From 2016 until 2023, Hladík was deputy mayor of Brno. He previously served as chairman of the Young Populars from 2012 until 2015.

==Political career==
===2010s===
In the 2010 Czech municipal elections, Hladík was elected as a KDU-ČSL representative of the Brno-sever district, and became a district council member the following month. He also ran for KDU-ČSL in the Brno city council elections, but was not elected.

In the 2014 Czech municipal elections, Hladík defended his mandate in Brno-sever as the leader of the KDU-ČSL candidate list, and was also elected to the Brno city assembly. On 18 June 2015, Hladík was appointed deputy mayor of the Brno-sever district with responsible for capital construction, education, culture and sports, social affairs, and informatics.

In the 2012 and 2016 Czech regional elections, Hladík was a KDU-ČSL candidate for the South Moravian regional assembly.

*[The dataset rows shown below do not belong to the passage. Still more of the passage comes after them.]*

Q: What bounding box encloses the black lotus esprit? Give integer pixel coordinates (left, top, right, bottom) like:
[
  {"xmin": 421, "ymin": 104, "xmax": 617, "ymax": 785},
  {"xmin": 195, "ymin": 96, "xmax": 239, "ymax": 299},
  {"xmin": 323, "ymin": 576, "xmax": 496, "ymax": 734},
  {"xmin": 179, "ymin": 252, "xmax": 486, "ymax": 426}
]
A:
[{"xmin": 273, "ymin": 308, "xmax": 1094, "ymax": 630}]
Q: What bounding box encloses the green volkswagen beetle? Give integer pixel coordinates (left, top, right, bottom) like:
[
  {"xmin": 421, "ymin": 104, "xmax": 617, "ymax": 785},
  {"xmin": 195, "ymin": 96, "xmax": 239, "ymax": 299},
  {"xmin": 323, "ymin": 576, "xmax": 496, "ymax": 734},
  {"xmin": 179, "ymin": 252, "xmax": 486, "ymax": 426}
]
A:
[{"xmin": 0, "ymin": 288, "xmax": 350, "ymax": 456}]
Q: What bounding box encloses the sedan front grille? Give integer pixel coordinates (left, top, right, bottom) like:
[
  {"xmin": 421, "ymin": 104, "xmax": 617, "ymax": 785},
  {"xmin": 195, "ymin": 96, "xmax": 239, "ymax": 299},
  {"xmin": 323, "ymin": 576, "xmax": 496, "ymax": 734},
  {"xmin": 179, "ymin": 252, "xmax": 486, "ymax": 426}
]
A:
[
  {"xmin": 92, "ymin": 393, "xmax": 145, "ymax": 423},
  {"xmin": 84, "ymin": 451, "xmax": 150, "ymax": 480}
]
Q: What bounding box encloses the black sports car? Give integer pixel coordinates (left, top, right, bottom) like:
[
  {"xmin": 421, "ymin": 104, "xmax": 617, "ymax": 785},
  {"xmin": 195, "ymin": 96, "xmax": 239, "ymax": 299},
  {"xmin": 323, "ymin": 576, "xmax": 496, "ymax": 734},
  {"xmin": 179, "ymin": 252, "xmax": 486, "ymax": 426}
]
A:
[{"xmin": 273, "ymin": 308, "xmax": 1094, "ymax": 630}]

He also ran on the KDU-ČSL list in the South Moravian Region for the 2013 parliamentary election,
 and the 2014 European parliament elections.
 On 21 June 2016, after the renewal of the city coalition, Hladík became 1st deputy mayor of Brno with responsibility for health and housing.

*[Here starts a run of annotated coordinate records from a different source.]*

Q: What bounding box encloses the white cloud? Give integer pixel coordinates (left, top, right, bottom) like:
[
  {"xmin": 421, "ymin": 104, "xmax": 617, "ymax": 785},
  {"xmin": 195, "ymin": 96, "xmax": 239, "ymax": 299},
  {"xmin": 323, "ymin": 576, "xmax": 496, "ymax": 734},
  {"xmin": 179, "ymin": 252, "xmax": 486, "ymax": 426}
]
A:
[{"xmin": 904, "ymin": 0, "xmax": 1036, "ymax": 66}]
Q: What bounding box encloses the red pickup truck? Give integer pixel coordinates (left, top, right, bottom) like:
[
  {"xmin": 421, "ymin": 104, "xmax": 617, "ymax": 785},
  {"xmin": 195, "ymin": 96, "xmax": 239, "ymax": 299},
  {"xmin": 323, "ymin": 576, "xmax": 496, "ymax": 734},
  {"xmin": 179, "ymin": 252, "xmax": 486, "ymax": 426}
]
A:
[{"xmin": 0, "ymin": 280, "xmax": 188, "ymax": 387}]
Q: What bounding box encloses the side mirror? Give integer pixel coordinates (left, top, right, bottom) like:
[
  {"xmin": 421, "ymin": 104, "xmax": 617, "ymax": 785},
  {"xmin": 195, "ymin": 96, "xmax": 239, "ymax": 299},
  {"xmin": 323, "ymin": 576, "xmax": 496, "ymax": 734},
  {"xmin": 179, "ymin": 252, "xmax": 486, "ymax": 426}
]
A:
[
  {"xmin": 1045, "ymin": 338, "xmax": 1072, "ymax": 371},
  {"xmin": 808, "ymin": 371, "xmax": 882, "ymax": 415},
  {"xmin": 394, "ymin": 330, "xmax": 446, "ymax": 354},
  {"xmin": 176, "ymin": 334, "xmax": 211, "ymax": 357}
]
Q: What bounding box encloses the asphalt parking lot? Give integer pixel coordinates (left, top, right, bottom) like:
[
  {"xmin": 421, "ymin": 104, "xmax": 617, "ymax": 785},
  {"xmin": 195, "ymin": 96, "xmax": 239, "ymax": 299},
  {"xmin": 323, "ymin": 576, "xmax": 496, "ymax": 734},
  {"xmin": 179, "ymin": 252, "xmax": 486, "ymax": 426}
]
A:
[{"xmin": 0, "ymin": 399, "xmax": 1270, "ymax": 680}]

In the 2018 Brno municipal election, Hladík was the KDU-ČSL candidate for mayor. He was elected as a city representative, receiving 15,374 preferential votes), also defending his seat on the Brno-sever district council. In August 2022, he dismissed the director of Brno Zoo, Martina Hovorká, to be replaced by Radana Dungelová.

On 30 March 2019, Hladík was elected as vice-chairman of KDU-ČSL, defending the position at an extraordinary party congress in January 2020, as well as the party congress in April 2022.

===2020s===
After the 2021 Czech parliamentary election, Hladík declined an offer to become Czech Minister for the Environment.

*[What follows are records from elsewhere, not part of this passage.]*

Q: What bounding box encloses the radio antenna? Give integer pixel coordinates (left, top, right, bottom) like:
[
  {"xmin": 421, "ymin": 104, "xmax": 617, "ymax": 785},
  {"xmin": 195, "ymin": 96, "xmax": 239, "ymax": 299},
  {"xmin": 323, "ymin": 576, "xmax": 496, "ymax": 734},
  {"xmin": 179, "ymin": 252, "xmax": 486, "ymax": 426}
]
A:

In 2022 Czech municipal elections, Hladík was the leader of the joint candidate list submitted by KDU-ČSL and STAN for the Brno city council elections. He also ran on a separate KDU-ČSL candidate list in the Brno-sever municipal district. He left his position as deputy mayor of Brno in October 2022.

In October 2022, Hladík was nominated by the KDU-ČSL leadership to take over as Czech Minister of the Environment from Anna Hubáčková. The same month, the police arrested 10 people in relation to alleged fraudulent allocation of council apartments in Brno; Hladík's office was searched by police during an intervention at the council offices. Hladík was not accused of any wrongdoing, but his nomination as minister was halted, and Marian Jurečka was appointed as acting Environment Minister on 1 November 2022 by President Miloš Zeman. In December 2022, Prime Minister Petr Fiala sent a proposal to President Zeman to appoint Hladík as Minister of the Environment.

After the meeting with Hladík held 4 January 2023, Zeman refused to comply with the proposal. Two days later, Jurečka stated after a party presidium meeting that Hladík would be appointed Deputy Minister of the Environment with effect from 9 January 2023, with Jurečka remaining as minister. On 28 February 2023, Fiala announced after a meeting with the newly-elected president Petr Pavel that Hladík would be appointed as Minister of Environment.

In October 2024, Hladík unsuccessfully ran for the position of 1st Vice-Chairman of KDU-ČSL. Afterwards he resigned as deputy leader.

==Controversy==
In January 2023, Seznam Zprávy published information that Petr Hladík, as deputy mayor of Brno, had voted in 2022 in the interests of a businessman with whom he had friendly ties, and did not report a conflict of interest as required by law. This vote was allegedly related to a doubly overpriced purchase of land belonging to the city of Brno from Hladík's acquaintance Martin Unzeitig. The watchdog company Kverulant.org filed a criminal complaint against him in January 2023. However, this announcement was postponed in April 2023 by the Šlapanice Municipal Office, stating that the transfer of the land in question to the ownership of the city of Brno was in the public interest, not in the personal interest of Hladík.

In November 2023, the Ministry of Justice apologized to Hladík for the non-pecuniary damage caused by the improper action of the judge of the Municipal Court in Brno, Aleš Dufek, who unauthorizedly published information from the search warrant for Hladík's office, even though Hladík was not prosecuted in the case.